Puis en cours de route, 2 Soeurs dévoile brutalement l’un de ses secrets (accompagné d’une superbe fragilisation de l’image). Le spectateur perd pied avec une réalité déjà largement noyautée, et redoute d’autant plus les effets d’épouvante qu’il peine déjà à trouver son souffle au coeur de ce maëlstrom de sentiments, non-explicités et pourtant hautement démonstratifs, dont la cohésion glisse toujours plus loin hors de sa portée. La pénible réalité à laquelle il tentait de s’accrocher s’étiole par pans entiers, dans un jeu aggressifs de retournements qui font paradoxalement du film un véritable cauchemar, alors que toute trace d’influence paranormale s’évapore.
"Un jour, tu regretteras cet instant."
On pourrait reprocher à Kim Jee-Woon de pousser le spectateur trop loin, de l’entraîner trop longuement dans un épilogue dont l’ultime compréhension - un noeud narratif d’une méchanceté rare - serait presque trop éprouvante. Mais ce serait - du moins pour ma part - être malhonnête, car sous cette forme insaisissable, 2 Soeurs s’impose justement comme un traumatisme émotionnel précieux.
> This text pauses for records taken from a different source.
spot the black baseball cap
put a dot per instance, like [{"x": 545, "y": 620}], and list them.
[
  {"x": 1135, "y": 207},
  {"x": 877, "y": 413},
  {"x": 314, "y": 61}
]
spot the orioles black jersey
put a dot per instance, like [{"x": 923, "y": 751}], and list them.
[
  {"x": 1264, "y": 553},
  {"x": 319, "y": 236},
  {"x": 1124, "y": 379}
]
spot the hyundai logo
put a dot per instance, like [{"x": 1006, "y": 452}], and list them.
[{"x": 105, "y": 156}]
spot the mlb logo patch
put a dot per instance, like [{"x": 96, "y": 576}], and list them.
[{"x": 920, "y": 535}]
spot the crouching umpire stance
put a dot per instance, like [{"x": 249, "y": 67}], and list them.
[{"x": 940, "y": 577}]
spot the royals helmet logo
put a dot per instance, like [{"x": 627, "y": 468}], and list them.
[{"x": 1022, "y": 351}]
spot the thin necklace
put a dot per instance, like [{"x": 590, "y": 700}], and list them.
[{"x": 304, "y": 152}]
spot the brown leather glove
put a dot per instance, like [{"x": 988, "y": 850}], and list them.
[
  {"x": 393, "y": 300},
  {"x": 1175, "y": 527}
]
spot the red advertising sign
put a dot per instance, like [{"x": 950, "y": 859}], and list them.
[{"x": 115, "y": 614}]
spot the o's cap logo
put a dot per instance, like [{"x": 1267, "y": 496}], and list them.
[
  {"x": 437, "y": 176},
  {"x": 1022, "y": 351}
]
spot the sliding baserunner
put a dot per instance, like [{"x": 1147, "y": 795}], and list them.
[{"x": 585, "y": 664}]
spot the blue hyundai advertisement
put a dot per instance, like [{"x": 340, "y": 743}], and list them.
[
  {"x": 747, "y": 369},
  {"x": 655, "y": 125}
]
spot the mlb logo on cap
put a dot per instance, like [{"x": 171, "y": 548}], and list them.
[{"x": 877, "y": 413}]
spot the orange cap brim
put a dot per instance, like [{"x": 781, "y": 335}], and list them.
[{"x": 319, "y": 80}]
Une expérience de peur et de douleur comme on en vit rarement (peut-être vaut-il mieux d’ailleurs !), qui se pare d’atouts esthétiques et techniques irréprochables pour mieux aspirer les proies faciles que nous sommes.
2 Soeurs se joue à la fois de nos peurs les plus simples - un peu à la manière de Ju-On - et d’une connaissance du cinéma d’épouvante qui tourne forcément en notre défaveur ; c’est cette évidente malhonnêteté qui en fait une aussi cinglante et terrifiante réussite.
Diffusé en avant-première dans le cadre d’une rétrospective Kim Jee-Woon lors des premières Rencontres du cinéma asiatique de Paris, A Tale of Two Sisters existe en double DVD coréen chez Metro et en DVD HK chez Panorama Entertainment.
La sortie du film est par ailleurs prévue sur nos écrans courant juin 2004.